Colour depth is the number of colours that can be shown in the image and this is dictated by the bit depth.
For example, if there are 3 bits in each pixel, you can have the following combinations:
000
001
010
011
100
101
110
111
There are 8 combinations and therefore, the colour depth is 8 but the bit depth is 3 because we can have 8 colours with 3 bits.
Increasing the bit depth or the colour depth increases the file size.
Earlier, we looked at an image that was 5 x 5 x 1 = 25 bits but if we increase the bit depth to 3 this now becomes 5 x 5 x 3 = 75 bits.
Similary, if we said the image needs to use 32 colours (32 colour depth) we would need 5 bits per pixel so it would become 5 x 5 x 5 = 125 bits.
Data compression is where a file is subjected to a computer algorithm whose purpose is to make the size of the file smaller. There are many reasons why a file may be compressed but the most common 2 are:
To save space on the computer, the smaller the file, the more files you can fit on your storage.
To make transmission of the file faster, the smaller the file, the faster it is to send.
Lossy compression is when the algorithm used to compress the file does so by removing data. This type of compression reduces the file size by reducing the quality of the file and this cannot be restored when the file is decompressed.
Lossless compression is when the algorithm used to compress the file does so without removing any data. This type of compression reduces the file size without reducing the quality of the file as all data gets restored when the file is decompressed.

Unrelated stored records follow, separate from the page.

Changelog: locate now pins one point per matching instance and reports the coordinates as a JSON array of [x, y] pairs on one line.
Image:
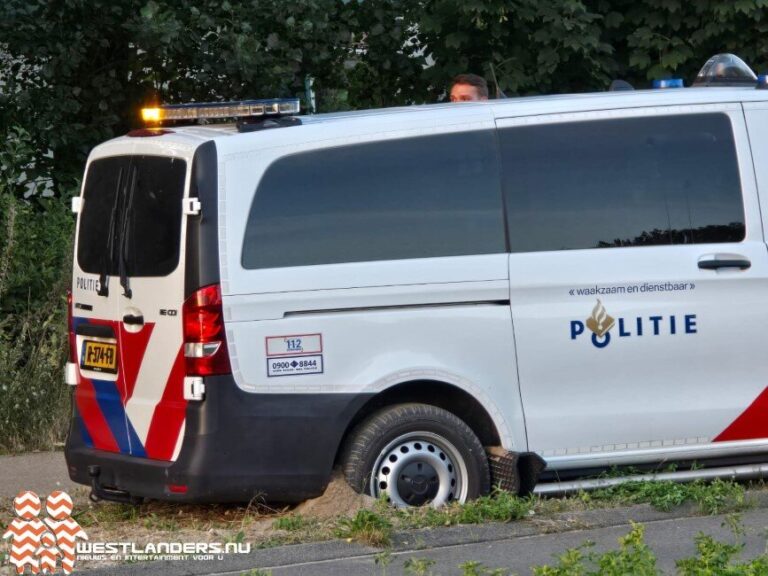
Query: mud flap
[[514, 472]]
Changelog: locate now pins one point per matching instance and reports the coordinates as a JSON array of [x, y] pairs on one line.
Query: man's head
[[467, 87]]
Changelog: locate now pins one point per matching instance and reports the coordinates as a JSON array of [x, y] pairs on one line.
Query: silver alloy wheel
[[419, 468]]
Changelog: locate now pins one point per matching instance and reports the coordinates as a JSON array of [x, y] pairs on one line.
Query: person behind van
[[469, 87]]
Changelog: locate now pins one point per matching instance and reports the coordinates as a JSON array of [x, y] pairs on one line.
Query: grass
[[712, 497], [294, 522], [377, 525], [366, 526], [713, 558]]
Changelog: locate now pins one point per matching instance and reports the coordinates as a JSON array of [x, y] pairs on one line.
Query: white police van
[[550, 285]]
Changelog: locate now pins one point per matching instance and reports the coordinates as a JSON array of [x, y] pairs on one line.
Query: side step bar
[[747, 472]]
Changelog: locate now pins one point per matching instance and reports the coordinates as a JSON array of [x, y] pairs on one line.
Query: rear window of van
[[133, 205]]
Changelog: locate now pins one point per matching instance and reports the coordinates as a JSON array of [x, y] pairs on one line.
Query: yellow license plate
[[99, 357]]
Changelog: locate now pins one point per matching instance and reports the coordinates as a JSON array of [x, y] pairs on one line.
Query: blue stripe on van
[[137, 448], [112, 407]]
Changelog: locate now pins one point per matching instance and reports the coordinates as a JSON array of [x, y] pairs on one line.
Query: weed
[[35, 244], [712, 497], [418, 566], [715, 558], [293, 523], [366, 526], [474, 568], [633, 557], [383, 559]]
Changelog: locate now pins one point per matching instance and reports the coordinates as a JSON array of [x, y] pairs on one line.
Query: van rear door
[[127, 295]]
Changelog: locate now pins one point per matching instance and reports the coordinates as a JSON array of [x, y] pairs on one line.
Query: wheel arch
[[437, 393]]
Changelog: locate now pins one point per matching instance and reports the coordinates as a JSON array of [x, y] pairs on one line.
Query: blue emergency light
[[668, 83], [242, 109]]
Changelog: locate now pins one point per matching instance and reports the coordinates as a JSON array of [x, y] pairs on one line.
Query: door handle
[[132, 320], [718, 261]]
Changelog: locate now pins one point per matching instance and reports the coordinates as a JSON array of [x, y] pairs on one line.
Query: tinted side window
[[411, 198], [628, 182]]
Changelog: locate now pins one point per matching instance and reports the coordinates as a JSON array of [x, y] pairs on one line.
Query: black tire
[[416, 454]]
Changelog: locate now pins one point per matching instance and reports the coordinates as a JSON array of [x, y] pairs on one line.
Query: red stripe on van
[[752, 423], [132, 349], [169, 414], [93, 418]]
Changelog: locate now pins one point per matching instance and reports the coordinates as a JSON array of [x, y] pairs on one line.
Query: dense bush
[[35, 248]]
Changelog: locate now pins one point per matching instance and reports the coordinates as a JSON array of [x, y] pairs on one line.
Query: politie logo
[[41, 545], [600, 324]]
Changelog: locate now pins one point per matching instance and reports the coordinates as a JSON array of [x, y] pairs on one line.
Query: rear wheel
[[416, 454]]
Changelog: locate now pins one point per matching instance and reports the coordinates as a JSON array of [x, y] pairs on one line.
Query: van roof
[[545, 104], [192, 135]]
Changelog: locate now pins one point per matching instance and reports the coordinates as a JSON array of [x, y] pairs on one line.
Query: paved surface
[[517, 546], [42, 472]]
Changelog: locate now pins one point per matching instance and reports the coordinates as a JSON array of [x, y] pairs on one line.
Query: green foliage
[[418, 566], [474, 568], [633, 557], [719, 559], [293, 523], [34, 275], [75, 73], [711, 497], [366, 526]]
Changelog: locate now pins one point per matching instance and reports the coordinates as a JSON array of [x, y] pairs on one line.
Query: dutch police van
[[435, 298]]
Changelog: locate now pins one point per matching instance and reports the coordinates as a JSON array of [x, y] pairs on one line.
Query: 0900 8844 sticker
[[295, 365]]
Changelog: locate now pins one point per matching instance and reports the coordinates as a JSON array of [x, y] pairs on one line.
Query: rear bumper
[[237, 446]]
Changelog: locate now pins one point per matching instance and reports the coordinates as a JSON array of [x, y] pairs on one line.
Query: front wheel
[[416, 454]]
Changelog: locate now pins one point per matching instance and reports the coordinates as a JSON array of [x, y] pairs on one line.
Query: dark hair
[[473, 80]]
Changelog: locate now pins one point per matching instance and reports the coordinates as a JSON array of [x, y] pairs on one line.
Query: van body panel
[[682, 365], [237, 446], [564, 362], [139, 410]]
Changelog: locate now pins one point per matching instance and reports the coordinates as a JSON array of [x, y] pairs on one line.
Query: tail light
[[205, 344], [71, 330]]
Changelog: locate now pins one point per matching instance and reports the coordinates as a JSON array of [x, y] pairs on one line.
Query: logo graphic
[[39, 544], [600, 323]]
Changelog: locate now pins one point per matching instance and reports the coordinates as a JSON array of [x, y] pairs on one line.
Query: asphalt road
[[41, 472], [517, 546]]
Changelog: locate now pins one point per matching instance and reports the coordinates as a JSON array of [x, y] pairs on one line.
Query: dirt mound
[[338, 500]]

A lossless compression algorithm that works by using frequency and value pairs to shorten a "run".
example run: aaaaabbbbccddddddaaaaaaa
RLE version: 5a 4b 2c 6d 7a
What happened here was RLE (Run Length Encoding) has processed the run by finding the first value, in this case "a", and then found out how many "a" there are before the value changes, in this case, there are 5 a's before the value becomes "b". This is then repeated for "b" and so on until the end of the run is reached.
This compression is effective because we have gone from 24 values in the run to 10 values in the RLE version. It is lossless because if we decompress the RLE version we get back to the original run:
5a 4b 2c 6d 7a = aaaaabbbbccddddddaaaaaaa
RLE can also be used for bitmap images, for example:
The first line of this image can be compressed with RLE to become: 40 11, taking it from 5 values to 4 values.

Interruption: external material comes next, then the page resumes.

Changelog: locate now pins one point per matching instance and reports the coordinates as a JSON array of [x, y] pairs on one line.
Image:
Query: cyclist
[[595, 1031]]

Run Length Encoding is particularly effective with bitmap images as they typically have lots of repeating values, for example, an image with a blue sky will have many blue pixels next to eachother and they can all be compressed together.
A limitation of RLE though is that it isn't very effective with text, for example, the word "Hello" only has a repeating "l" so the space required actually grows:
1H 1e 2l 1o = 8 values whereas, "hello" is 5 values.
This shows that RLE is best used on files where there are many repeating valuse like bitmap images.